Thursday’s hearing was for Guled Omar, 20; Adnan Abdihamid Farah, 19; Zacharia Yusuf Abdurahman, 19; and Hanad Mustafe Musse, 19. Two other men, Mohamed Abdihamid Farah, 21, and Abdurahman Daud, 21, faced hearings in San Diego, where they were arrested.

In ordering the four men detained, Thorson said she was looking at the weight of the evidence and other factors. Her ruling prompted one community member in the courtroom to shout: “You cannot weight anything but evidence, ma’am. We are the community! You should ask us!” He was led from the courtroom.

The hearing was tense for Somali community members. Afterward, Imam Hassan Mohamud said the community is angry, and some blame the informant. He criticized a Department of Justice pilot program designed to stop recruiting for terror groups before it starts, saying it will cause division.
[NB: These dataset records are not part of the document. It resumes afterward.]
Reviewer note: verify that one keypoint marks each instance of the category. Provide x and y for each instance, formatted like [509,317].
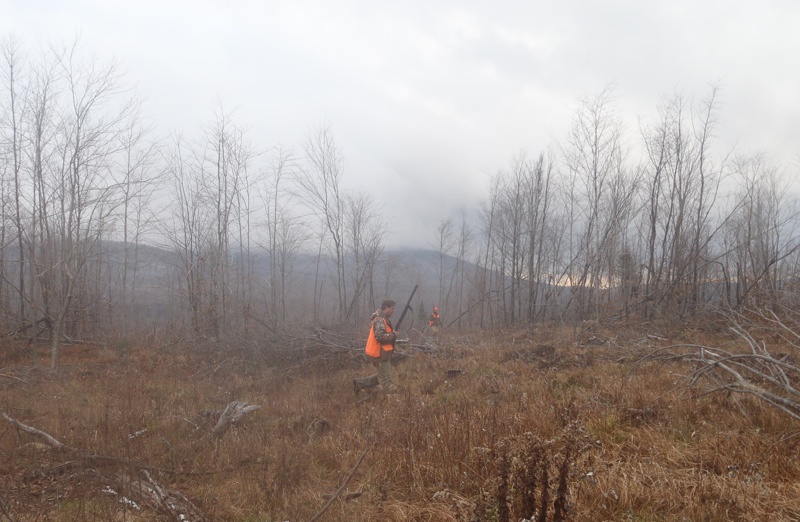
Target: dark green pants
[383,375]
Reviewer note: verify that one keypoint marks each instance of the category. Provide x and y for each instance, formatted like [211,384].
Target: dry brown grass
[530,408]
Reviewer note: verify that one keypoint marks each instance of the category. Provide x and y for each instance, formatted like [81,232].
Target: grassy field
[548,424]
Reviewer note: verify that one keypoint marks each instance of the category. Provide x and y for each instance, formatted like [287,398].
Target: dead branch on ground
[754,371]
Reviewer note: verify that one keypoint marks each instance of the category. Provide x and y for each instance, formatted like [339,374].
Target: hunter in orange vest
[380,344]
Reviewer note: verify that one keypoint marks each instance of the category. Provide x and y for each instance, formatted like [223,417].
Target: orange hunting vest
[373,346]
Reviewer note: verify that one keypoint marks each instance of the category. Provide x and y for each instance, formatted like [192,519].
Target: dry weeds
[551,418]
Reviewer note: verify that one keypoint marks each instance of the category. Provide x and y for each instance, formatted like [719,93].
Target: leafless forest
[608,300]
[580,231]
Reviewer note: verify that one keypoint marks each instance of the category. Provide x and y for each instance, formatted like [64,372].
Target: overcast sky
[427,99]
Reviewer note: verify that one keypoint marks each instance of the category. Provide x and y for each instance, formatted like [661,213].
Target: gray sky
[427,99]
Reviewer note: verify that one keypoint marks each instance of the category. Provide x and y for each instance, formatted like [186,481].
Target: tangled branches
[753,370]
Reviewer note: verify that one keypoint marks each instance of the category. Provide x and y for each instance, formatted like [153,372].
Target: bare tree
[12,132]
[320,184]
[595,158]
[91,122]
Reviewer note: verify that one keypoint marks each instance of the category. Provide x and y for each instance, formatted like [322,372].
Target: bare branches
[49,439]
[232,414]
[753,371]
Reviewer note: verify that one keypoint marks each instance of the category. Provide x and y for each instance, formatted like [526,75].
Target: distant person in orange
[380,345]
[434,321]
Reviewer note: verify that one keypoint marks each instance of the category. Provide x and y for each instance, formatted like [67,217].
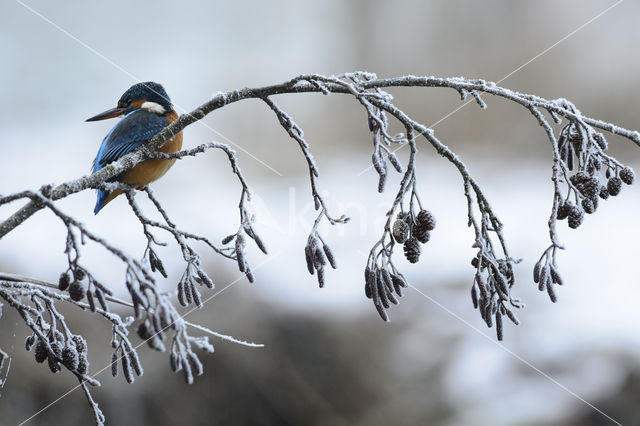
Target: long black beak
[110,113]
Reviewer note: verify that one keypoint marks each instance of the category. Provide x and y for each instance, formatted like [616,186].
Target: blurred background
[328,358]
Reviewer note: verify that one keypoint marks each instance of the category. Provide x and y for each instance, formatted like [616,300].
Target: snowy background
[328,358]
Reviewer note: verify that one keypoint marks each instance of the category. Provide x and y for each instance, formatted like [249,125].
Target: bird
[145,109]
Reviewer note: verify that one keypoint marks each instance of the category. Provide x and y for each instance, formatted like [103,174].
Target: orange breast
[153,169]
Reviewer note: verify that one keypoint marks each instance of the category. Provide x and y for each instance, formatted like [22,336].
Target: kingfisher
[145,109]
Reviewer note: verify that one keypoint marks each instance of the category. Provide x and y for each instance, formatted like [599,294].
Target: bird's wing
[130,132]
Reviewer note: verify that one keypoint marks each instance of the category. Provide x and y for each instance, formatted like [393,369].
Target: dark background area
[328,359]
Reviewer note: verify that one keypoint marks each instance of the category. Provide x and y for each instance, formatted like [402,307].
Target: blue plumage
[134,129]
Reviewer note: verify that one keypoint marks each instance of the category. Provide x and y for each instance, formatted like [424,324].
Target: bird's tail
[104,198]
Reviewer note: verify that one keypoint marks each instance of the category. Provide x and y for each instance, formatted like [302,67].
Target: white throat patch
[153,107]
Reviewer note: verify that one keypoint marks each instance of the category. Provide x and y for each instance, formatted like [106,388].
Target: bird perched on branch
[145,110]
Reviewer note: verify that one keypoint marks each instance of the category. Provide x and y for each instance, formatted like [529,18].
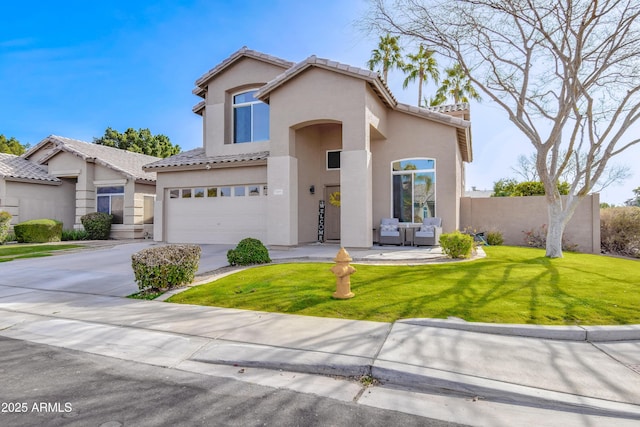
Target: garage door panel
[216,220]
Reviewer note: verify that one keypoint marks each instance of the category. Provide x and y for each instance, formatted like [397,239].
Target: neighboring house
[279,138]
[95,178]
[27,191]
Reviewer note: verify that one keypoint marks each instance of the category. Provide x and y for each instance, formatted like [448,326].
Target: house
[64,179]
[281,139]
[27,191]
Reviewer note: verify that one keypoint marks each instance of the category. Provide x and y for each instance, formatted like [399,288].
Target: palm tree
[457,85]
[420,66]
[388,55]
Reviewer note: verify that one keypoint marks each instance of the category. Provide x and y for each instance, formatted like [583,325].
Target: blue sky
[73,68]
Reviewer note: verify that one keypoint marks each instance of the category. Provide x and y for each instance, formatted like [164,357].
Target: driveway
[97,271]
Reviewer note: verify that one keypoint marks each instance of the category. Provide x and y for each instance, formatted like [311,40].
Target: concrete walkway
[577,375]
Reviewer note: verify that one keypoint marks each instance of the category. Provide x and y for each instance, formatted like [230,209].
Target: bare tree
[567,73]
[526,169]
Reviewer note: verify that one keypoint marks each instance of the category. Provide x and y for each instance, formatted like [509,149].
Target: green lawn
[11,252]
[511,285]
“Some members of the community are looking @ other members of the community (as) spying to each other and sending them, their kids, to jail,” Mohamud said. “That’s why they are all angry. These four, all of them, are innocent until proven guilty.”

The U.S. attorney’s office said the pilot program is an outreach effort that “is and always has been completely separate from the investigative and prosecutorial responsibilities of this office.”

In court, defense attorneys questioned FBI Special Agent Harry Samit about the government’s payments to the informant. Musse’s attorney, Andy Birrell, asked whether his compensation was related to the number of people charged.

Defense attorneys also questioned how the FBI could take the informant’s word when he previously lied about his own involvement. They also asked why only some of his conversations were recorded, and whether it was the informant’s idea to pursue fake passports to get to Syria.